Macerie in mare
Il numero totale delle vittime a Gaza ha superato i 72 mila uccisi: 72.027 e i feriti sono 171.651. Le cifre riguardano soltanto coloro che sono giunti negli ospedali. Almeno 10 mila sono i corpi dei dispersi sotto le macerie.
Adesso i piani degli investitori immobiliaristi statunitensi ed europei vorrebbero nascondere questo crimine sotto le acque del mare, con il pretesto dell’economicità per lo smaltimento dei 70 milioni di tonnellate di macerie e l’allargamento dei terreni edificabili. Crimine contro l’umanità, business e inquinamento in un colpo solo.
Strade
Uno dei problemi che la popolazione della Striscia vive in ogni momento è quello dei trasporti. Mancanza di carburanti e distruzione sistematica di tutte le strade, da parte dell’esercito israeliano, rendono lo spostamento da un posto all’alto una missione impossibile.
Oltre ai bombardamenti, l’esercito israeliano ha divelto con i bulldozer tutte le strade, trasformando le vie asfaltate in un cumulo di fango e detriti, che con le piogge si sono trasformati in laghi impraticabili.
Per impedire ogni intervento di riparazione, Israele ha distrutto tutte i macchinari di movimento terra delle amministrazioni comunali e ne ha impedito l’ingresso di nuovi.
In Cisgiordania, il piano di espansionismo coloniale e annessione dei territori palestinesi allo stato israeliano si esplica maggiormente nella costruzione della strada denominata col numero “45”, che si estende per 6 km a nord di Gerusalemme, con l’obbiettivo di collegare le colonie ebraiche e separare la città dal suo hinterland palestinese.
La strada viene costruita su terreni agricoli di villaggi palestinesi e demolendo case ed edifici di proprietà palestinese. Secondo un’inchiesta di un giornale israeliano, sono 70 le costruzioni di proprietà palestinese demolite per permettere la realizzazione di questa arteria segregazionista. Oltre 150 i donum di terreni agricoli confiscati ai contadini palestinesi.
Il Grande Inganno
In modo surrettizio, tramite le veline ai media statunitensi, Trump ha annunciato che il prossimo 19 febbraio si riunirà il suo privatissimo Board of Peace. Non è stato definito ancora il luogo, che probabilmente sarà Washington, ma la data coincide con l’inizio del mese di Ramadan, il mese del digiuno islamico che nella tradizione religiosa musulmana rappresenta il mese di pace per eccellenza.

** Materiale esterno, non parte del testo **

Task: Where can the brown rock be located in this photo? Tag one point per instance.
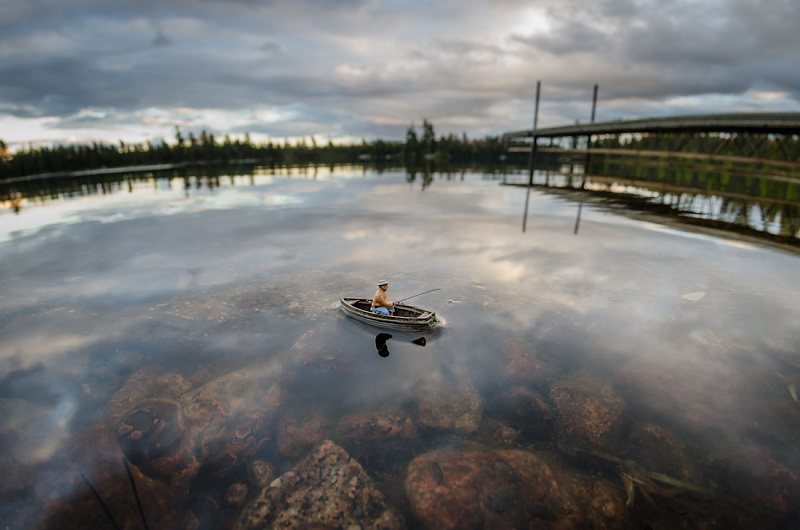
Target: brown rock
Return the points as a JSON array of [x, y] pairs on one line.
[[501, 434], [327, 489], [506, 489], [236, 494], [589, 413], [145, 384], [376, 426], [527, 409], [655, 448], [96, 454], [260, 474], [297, 435]]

Quello di Trump è un messaggio subliminale, per vendere una merce avariata. Infatti la data del 19 coincide con la presenza di Netanyahu alla Casa Bianca, per un vertice con Trump sull’Iran.
In Iran, infatti, gli Stati Uniti hanno completato l’installazione dello scudo anti-missilistico in tutte le basi militari Usa della regione. Nella base giordana Al-Burj 22, al confine con Siria e Iraq, sono arrivati anche i grandi bombardieri con gli aerei per il rifornimento in cielo.

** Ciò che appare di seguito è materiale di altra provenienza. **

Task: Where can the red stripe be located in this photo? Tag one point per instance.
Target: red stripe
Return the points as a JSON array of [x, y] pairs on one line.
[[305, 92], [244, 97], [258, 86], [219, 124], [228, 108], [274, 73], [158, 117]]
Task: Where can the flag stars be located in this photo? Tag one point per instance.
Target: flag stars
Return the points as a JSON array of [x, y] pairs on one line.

La Gran Bretagna ha spostato nella sua base militare a Cipro sei F-35.
I movimenti militari di quelli che furono i due alleati nella guerra contro l’Iraq del 2003 non promettono nulla di buono. Sono preparativi di guerra imminente e si teme che la trattativa svoltasi venerdì a Muscat sia soltanto una tattica temporanea per guadagnare tempo.